Mit Blick auf die anstehende Wahl hat das Folgen:

Erstens sind junge Wähler bei der Wahl des Landtags merklich unterrepräsentiert. So kamen schon während der Bundestagswahl 2017 auf etwa zehn 18- bis 29-jährige Wahlberechtigte rund 24 Personen der Altersgruppe 70 plus.

Zweitens lag die Wahlbeteiligung junger Menschen 2017 in keinem anderen Bundesland so deutlich unter der durchschnittlichen Wahlbeteiligung wie in Sachsen-Anhalt, was für eine erhebliche Politikverdrossenheit der jungen Generation spricht.

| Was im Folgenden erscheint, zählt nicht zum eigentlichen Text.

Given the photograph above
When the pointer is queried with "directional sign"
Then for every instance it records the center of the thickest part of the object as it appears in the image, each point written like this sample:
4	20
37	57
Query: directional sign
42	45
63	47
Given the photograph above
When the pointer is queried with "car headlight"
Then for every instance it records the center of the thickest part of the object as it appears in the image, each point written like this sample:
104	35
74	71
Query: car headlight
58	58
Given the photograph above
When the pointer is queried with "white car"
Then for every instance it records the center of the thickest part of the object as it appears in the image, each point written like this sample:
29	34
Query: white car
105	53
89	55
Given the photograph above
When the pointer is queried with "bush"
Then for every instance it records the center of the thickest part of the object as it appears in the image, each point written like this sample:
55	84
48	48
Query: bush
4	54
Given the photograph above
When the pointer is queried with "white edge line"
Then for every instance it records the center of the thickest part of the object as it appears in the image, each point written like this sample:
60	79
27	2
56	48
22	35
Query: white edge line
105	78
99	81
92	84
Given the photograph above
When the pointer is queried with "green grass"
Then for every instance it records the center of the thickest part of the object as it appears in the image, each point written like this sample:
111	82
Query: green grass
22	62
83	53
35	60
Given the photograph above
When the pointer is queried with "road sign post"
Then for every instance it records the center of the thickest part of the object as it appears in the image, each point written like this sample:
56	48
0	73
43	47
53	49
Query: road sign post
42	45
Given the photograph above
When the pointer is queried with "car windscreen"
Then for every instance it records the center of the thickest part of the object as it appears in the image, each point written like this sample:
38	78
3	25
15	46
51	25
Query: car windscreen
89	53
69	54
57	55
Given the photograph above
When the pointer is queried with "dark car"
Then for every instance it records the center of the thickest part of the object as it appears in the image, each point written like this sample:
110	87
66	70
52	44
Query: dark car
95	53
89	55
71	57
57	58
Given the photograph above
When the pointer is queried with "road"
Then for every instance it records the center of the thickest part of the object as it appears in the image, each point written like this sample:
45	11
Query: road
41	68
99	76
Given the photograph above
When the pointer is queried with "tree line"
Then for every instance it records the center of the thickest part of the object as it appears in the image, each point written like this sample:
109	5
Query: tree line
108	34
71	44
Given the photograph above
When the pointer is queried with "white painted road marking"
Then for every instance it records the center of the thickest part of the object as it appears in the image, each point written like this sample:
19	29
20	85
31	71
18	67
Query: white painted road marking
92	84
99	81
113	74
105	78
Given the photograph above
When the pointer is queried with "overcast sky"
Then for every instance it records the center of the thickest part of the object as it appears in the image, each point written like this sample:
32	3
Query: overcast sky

Doch nicht nur beim Nachwuchs, auch insgesamt zeigt sich vor der Landtagswahl eine große Verunsicherung in der Bevölkerung – vor allem aufgrund der durch Corona noch einmal verschärften wirtschaftlichen Situation:

Mitte April beurteilten nur 33 Prozent der Bevölkerung in Sachsen-Anhalt laut infratest dimap die wirtschaftliche Situation mit gut oder sehr gut, vor der Wahl 2016 galt dies noch für 47 Prozent.

Wahlprognose fällt schwer

Aus all diesen Gründen fällt es schwer, den Wahlausgang für das Landesparlament mit Sitz in Magdeburg vorherzusagen. Bislang – die letzte Befragung stammt von Mitte April – sieht es allerdings danach aus, dass die beiden stärksten Parteien der vergangenen Landtagswahl – CDU und AfD – erneut an der Spitze landen könnten, wenn auch mit merklichen Verlusten. Deutlich zulegen könnten demnach einerseits die Grünen, andererseits dürfte es die FDP wieder und sogar mit einem gewissen Puffer in den Landtag schaffen – was neue Regierungskoalitionen ermöglicht.